ただし、今回の発表は悲しい内容ばかりではない。うれしいのは、既存の3モデルに代わる後継車種の計画が明らかになったことだ。
コードネームは「タイプ131」。ロータスとしてはあり得ないほどの最高出力2000PS、最大トルク1700N・mというスペックを持ち、ロータスにしてはあり得ないほどに高価な100%電動のハイパーカー「エヴァイヤ」をトップエンドとした、新しいラインナップを構築しようとしているのだ。あくまで予告画像を見る限りの話ではあるけれど、ベールをかぶったクルマが3台あり、それぞれシルエットも違えばヘッドランプの形状も異なっているように思える。タイプ131は同じプラットフォームを持つ3種類のモデルで構成されることになるのか、あるいはその中の1台がタイプ131で、別の2台が後に続くかたちになるのか。いずれにしても、今後のロードマップには複数の新しいロータスが乗っていることが予想できる。

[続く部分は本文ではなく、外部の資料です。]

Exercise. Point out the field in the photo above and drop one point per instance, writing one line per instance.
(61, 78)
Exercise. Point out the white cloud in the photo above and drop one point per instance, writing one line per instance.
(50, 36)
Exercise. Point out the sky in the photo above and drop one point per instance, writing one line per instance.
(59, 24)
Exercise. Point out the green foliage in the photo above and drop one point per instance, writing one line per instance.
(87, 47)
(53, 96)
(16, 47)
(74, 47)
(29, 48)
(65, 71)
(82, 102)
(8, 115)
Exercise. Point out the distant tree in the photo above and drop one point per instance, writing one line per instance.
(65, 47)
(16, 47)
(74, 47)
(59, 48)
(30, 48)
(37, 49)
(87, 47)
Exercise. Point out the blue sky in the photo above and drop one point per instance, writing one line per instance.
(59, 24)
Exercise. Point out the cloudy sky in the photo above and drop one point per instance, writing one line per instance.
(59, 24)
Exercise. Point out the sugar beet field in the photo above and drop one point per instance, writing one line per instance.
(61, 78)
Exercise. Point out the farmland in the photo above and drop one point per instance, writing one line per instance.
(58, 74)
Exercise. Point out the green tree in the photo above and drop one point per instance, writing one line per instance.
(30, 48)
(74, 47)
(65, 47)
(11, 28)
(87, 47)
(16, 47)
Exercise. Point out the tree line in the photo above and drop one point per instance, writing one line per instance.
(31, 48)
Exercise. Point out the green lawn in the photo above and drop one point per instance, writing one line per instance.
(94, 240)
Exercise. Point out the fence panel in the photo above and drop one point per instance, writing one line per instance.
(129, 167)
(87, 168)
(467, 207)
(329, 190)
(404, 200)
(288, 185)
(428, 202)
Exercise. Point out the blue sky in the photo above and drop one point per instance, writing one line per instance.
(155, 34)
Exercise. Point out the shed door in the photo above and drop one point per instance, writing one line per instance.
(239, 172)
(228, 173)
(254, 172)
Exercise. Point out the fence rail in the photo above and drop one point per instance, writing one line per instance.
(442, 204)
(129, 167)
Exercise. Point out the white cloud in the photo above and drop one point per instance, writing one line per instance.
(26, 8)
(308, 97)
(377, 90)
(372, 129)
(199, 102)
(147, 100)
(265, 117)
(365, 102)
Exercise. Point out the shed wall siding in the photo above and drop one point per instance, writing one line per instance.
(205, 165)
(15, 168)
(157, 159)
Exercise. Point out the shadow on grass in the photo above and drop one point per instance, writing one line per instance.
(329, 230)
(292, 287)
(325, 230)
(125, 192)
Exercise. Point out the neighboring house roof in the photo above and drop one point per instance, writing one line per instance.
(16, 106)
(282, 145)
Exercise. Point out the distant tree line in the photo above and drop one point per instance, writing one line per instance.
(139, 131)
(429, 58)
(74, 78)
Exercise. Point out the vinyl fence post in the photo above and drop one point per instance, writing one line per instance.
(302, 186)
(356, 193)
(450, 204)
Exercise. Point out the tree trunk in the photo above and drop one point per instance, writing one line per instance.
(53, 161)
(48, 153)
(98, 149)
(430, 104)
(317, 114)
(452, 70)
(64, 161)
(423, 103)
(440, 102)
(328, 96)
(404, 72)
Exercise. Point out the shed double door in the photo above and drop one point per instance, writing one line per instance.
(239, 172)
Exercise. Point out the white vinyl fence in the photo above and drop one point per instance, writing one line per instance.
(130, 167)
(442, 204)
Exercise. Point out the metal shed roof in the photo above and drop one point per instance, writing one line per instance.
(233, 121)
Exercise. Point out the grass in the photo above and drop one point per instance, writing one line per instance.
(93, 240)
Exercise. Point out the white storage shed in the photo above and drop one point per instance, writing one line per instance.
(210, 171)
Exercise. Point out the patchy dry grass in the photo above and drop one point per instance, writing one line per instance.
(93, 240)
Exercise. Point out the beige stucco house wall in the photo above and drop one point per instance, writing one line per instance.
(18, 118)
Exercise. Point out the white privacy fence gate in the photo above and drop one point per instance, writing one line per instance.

ただ、これらの次世代製品群について現段階で明らかにされていることは、「これまでのロータスのレガシーを引き継ぐ」というメーカーのコメントぐらいなもので、パワートレインも駆動レイアウトも、何ひとつ分からない。
思い浮かぶことはある。今後、電動化を進めていくフランスのアルピーヌと共同でスポーツカーを開発していくことがすでに発表されているから、タイプ131もエヴァイヤの妹分のようなピュアEVになるんじゃないか? ということ。同じくジーリーの傘下にあるボルボが持っている内燃機関+過給器+電気モーターというモジュラー型ユニットを使ったハイブリッドモデルもありなんじゃないか? ということ。さらにボルボは1.3リッター3気筒ターボも持っているから、それをチューンナップして搭載する徹底的に軽さにこだわったモデルも登場するんじゃないか? ということ。仮にピュアEVやハイブリッドモデルであったとしても、ロータスはバッテリーの重量をクルマの低重心化に利用して抜群のフットワークを稼ぎ出すんじゃないか? なんて考えたりもする。
寂しさ半分 期待が半分
いずれにせよ、タイプ131とはいったいどんなスポーツカーなのか。その真実が見えてくるのはもう少し先のことだ。既存のモデルの年内生産中止が発表されているから、「詳細はこの2021年のどこかのタイミングで」ということになるだろう。これはもう、期待を込めて待つしかない。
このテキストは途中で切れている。